新人職員を対象とした集合研修の実施にあたり、eラーニングで予習してから集合研修に臨んでもらうことで、研修の中で説明にかける時間を減らし、実技を学習するための十分な時間を確保できます。現場で使う技術を3D動画で分かりやすく学べるeラーニングもあります。

eラーニングシステムの選び方

eラーニングシステムは、eラーニングを効率的に管理するためのシステムであり、学習管理システム(Learning Management System、LMS)とも呼ばれます。eラーニングシステムを利用して、受講管理などを簡単に行うことができます。以下の3つのケースのうち、自組織がどのケースに該当するのかを確認しましょう。

・自組織で学習コンテンツを制作済みで、そのコンテンツをシステム上で管理したい
・これから自ら学習コンテンツを制作して活用したい
・外部の学習コンテンツを利用して自組織の職員教育に役立てたい

eラーニングシステムのコスト体系は、同時アクセス者数やデータ容量などに応じた従量課金制と利用者数などに応じた月額定額制に分けられます。従量課金制と月額定額制の2つから選択できるというシステムもあります。組織規模や利用環境によって選択すべきコスト体系は異なるでしょう。たとえば、多数の職員を擁する組織の場合、月額定額制の方が職員1人あたりのコストを低く抑えられる場合があります。

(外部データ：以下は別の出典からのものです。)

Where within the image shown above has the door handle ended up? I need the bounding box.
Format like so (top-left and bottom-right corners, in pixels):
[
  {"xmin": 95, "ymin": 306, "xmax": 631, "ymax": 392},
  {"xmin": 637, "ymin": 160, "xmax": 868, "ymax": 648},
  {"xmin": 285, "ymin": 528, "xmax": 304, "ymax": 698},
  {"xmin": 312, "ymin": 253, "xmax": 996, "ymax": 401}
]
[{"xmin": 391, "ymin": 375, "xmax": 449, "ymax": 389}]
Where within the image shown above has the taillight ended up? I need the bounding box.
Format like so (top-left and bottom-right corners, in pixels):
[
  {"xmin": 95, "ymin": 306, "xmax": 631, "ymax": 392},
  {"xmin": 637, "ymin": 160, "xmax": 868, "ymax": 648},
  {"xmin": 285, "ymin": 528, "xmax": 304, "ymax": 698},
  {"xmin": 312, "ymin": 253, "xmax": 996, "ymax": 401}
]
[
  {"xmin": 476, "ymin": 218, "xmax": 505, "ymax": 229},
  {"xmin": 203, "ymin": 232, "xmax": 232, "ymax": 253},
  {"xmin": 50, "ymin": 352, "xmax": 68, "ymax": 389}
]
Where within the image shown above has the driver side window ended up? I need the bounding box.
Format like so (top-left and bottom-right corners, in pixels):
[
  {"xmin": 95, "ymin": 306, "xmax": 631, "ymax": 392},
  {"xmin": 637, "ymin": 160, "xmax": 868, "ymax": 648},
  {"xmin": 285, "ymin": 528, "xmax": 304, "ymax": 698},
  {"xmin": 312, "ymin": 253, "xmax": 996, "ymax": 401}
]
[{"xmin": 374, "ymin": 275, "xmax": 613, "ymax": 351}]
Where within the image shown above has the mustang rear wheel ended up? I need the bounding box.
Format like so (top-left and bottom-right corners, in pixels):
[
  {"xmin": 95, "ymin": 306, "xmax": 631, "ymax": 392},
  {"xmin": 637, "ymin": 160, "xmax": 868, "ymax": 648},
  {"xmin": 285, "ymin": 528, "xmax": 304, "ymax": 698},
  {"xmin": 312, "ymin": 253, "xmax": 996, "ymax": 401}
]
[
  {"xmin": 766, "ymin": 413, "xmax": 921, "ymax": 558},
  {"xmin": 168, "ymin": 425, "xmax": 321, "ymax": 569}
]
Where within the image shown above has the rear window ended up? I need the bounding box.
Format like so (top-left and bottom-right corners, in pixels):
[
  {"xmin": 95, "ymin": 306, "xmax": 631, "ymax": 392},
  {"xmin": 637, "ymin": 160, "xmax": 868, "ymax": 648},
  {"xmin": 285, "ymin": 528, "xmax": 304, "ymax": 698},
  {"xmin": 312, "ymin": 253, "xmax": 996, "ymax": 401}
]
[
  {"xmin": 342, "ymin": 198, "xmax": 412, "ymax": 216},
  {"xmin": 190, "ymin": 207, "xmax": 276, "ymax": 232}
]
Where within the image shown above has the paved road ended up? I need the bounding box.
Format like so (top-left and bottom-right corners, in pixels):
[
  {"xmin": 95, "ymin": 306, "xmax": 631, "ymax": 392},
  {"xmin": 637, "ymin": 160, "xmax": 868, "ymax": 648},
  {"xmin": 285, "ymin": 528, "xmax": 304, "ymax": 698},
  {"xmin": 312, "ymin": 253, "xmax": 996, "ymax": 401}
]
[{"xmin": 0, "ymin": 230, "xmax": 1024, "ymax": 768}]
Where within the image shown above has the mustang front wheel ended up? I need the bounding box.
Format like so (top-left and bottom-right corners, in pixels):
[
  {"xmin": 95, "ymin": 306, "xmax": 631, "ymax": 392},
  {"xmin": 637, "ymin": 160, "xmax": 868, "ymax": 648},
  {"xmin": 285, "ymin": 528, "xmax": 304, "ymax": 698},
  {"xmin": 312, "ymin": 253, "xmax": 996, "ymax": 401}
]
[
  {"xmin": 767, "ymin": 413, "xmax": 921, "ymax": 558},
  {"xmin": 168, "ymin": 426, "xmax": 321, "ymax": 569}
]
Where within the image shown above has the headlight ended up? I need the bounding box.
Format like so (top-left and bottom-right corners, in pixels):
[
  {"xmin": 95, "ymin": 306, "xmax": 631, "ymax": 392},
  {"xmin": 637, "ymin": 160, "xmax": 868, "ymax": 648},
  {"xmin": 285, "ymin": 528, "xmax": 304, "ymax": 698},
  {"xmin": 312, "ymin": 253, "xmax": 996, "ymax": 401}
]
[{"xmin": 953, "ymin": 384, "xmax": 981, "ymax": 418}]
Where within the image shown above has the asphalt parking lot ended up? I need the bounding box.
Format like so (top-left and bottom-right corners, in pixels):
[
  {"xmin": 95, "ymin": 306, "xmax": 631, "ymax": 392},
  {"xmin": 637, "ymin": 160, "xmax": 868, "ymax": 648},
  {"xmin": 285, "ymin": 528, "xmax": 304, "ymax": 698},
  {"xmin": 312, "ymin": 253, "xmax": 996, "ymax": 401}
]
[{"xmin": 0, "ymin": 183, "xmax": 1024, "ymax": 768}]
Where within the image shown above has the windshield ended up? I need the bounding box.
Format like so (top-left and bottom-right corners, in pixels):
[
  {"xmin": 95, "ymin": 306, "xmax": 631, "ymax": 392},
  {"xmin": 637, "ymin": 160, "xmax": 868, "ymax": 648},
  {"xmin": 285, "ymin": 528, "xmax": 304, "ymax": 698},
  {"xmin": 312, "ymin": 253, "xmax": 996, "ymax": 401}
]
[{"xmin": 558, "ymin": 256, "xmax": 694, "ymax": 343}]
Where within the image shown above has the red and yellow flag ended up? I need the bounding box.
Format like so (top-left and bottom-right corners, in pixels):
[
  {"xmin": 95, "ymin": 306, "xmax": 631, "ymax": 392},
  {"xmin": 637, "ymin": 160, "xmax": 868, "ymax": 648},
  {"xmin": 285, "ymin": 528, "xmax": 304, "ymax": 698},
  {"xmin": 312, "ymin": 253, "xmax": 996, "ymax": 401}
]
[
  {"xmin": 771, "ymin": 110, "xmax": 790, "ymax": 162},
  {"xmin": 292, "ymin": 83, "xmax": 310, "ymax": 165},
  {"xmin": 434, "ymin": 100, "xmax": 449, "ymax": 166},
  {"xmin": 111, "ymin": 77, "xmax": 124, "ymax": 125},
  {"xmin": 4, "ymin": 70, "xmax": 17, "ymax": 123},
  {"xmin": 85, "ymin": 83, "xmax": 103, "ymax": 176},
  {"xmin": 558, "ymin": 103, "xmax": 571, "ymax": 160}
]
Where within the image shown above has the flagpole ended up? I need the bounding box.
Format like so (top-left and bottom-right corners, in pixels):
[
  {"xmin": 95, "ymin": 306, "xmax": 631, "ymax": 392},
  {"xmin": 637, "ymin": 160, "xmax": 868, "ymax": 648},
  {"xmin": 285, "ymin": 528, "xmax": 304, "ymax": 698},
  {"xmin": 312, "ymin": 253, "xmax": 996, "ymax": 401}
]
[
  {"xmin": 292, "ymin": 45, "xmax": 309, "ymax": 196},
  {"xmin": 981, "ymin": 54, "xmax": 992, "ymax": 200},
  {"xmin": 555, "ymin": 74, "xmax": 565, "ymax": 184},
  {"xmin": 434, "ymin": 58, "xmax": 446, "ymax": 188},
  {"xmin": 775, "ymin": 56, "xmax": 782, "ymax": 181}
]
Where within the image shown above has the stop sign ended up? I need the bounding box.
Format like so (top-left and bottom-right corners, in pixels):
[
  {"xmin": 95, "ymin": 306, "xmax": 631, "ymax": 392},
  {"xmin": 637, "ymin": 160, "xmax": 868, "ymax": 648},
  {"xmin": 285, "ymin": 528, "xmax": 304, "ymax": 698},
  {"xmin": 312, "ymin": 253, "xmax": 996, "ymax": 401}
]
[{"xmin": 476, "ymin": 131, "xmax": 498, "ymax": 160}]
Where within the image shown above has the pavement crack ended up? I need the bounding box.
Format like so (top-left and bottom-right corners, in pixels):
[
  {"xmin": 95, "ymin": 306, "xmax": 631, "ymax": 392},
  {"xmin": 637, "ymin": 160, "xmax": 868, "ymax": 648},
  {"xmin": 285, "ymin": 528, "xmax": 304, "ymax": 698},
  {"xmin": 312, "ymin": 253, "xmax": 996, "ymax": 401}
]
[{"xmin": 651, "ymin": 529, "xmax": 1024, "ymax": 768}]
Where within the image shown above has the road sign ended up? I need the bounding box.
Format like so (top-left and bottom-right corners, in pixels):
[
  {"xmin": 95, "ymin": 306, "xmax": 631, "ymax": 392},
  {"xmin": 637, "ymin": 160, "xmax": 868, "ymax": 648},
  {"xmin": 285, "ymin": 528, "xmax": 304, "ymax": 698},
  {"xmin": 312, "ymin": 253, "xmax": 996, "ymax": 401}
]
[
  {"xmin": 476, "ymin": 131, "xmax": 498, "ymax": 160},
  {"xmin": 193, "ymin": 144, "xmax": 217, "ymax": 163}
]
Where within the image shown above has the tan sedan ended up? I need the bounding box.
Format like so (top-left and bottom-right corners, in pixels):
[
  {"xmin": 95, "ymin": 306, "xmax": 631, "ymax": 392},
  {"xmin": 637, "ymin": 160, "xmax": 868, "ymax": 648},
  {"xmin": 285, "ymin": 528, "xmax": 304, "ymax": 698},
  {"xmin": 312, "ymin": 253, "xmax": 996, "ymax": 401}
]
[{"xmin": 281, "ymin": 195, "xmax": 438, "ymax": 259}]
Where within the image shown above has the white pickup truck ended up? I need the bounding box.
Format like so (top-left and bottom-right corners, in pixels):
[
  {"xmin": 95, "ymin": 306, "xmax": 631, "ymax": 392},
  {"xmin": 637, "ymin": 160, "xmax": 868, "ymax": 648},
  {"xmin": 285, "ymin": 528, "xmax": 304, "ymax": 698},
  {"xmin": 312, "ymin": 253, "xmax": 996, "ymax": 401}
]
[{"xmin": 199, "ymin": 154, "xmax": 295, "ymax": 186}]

もう一つの選定ポイントは、オンプレミス型とクラウド型のどちらのシステムを希望するのかという点です。eラーニングシステムは、大きく分けて自らのサーバーで運用する「オンプレミス型」とソフトウェアがベンダーのクラウドサーバーからインターネットを通じて提供される「クラウド型」の2種類があります。 オンプレミス型はカスタマイズ性に優れる反面、環境構築が必要です。クラウド型は、サーバーへのソフトウェアのインストール、システムのアップデート・メンテナンスは不要ですが、カスタマイズできる範囲が限られるという特徴があります。

医療業界におすすめのeラーニングシステム3選

おすすめのeラーニングシステムを3つご紹介します。

病院・医療業界向けeラーニングシステム

徳洲会インフォメーションシステム株式会社の病院・医療業界向けeラーニングシステムは、院内で開催される勉強会や講習会などをオンラインで受講可能なシステムです。国際的な医療機能評価であるJCI認証取得を目指している病院や院内教育に力を入れている病院に向いています。職員教育・研修会の様子を動画で撮影し、管理者がシステム上にアップロードできます。動画なし/動画ありでのテストを実施でき、テストは後日途中から解答可能です。アンケート作成機能は、講習会受講後に感想を尋ねたり、職場満足度を調査したりする際に役立ちます。受講結果、テスト結果、アンケート結果の集計およびExcel形式での出力の他、受講義務のある職員への受講依頼メール送信、受講期限が迫った受講者へのリマインドメール送信ができます。

Baritess(バリテス)

株式会社メディシステムソリューションの「Baritess」は、集合研修の管理から未受講者のフォローまでを一元管理できる、オンプレミス型のeラーニングシステムです。業務の空き時間を使って電子カルテ端末からeラーニングを受講できます。自組織のドキュメントや動画を教材として利用できるだけでなく、病院グループウェア「CoMedix(コメディクス)」、インシデント管理システム「ファントルくん」といった同社製品と連携できます。

Cocri eラーニングサービス

株式会社オーティサイトの「Cocri eラーニングサービス」は、医療機関の法定研修でも利用されているサービスです。コンテンツのアップロード、受講確認、問い合わせ対応等の運営に関わる部分、動画編集やパワーポイント資料の動画化、監査対策のレポート作成等のサポートもサービスに含まれており、管理者側の負担を抑えながらeラーニングシステムを導入できます。

医療業界のeラーニングの導入事例

eラーニングは病院や介護施設で導入され、大きな効果を上げています。

千葉大学医学部附属病院 看護部

看護技術を学べるオンライン教育ツール「ナーシング・スキル」(エルゼビア・ジャパン株式会社)を導入し、新人看護師の研修に活用しています。従来は新人看護師研修を集合形式で実施していましたが、新型コロナウイルス感染症の流行に伴い、三密を避けるために少人数での研修に切り替える必要がありました。その場合、研修回数が増加することから、1回あたりの研修時間を短くしなくてはいけません。そこで受講者に研修前にナーシング・スキルで予習をするよう依頼したところ、これまで研修の冒頭で30分程度かけていた説明を省いて、すぐに実技に取り掛かれるようになりました。また、実写や3D動画といった映像を通して、具体的な手技のイメージをつかみやすいように工夫されている点も大きなメリットです。

社会福祉法人瑞穂会 ふぁみぃゆ行田

介護老人福祉施設ふぁみぃゆ行田では、施設職員全体のレベルアップを図るため、株式会社学研メディカルサポートの「学研介護サポート」を導入しました。学研介護サポートは、新人から管理者まで使える介護施設向けのeラーニングで、新人介護職員がおさえておくべき基礎知識を学ぶ「介護基礎コース」、施設マネジメントで役立つ知識を学ぶ「管理者コース」、介護現場で必要とされる技術を学ぶ「介護技術動画ライブラリ」などが用意されています。同施設では研修受講を人事評価項目に含めており、受講履歴やテストの成績をCSVファイル形式で出力し、受講状況の確認に役立てています。学習状況の評価により、受講者のモチベーション向上に効果を上げています。

まとめ

今回は医療業界におけるeラーニングについてご紹介しました。コロナ禍で大人数での集合研修の開催が困難となり、やむを得ずeラーニングを導入したというケースも少なくありませんが、導入してみると、職員の意識向上や研修担当者の負担軽減など、期待以上の効果を得られているようです。組織のレベルアップのためにeラーニング導入を検討されてみてはいかがでしょうか。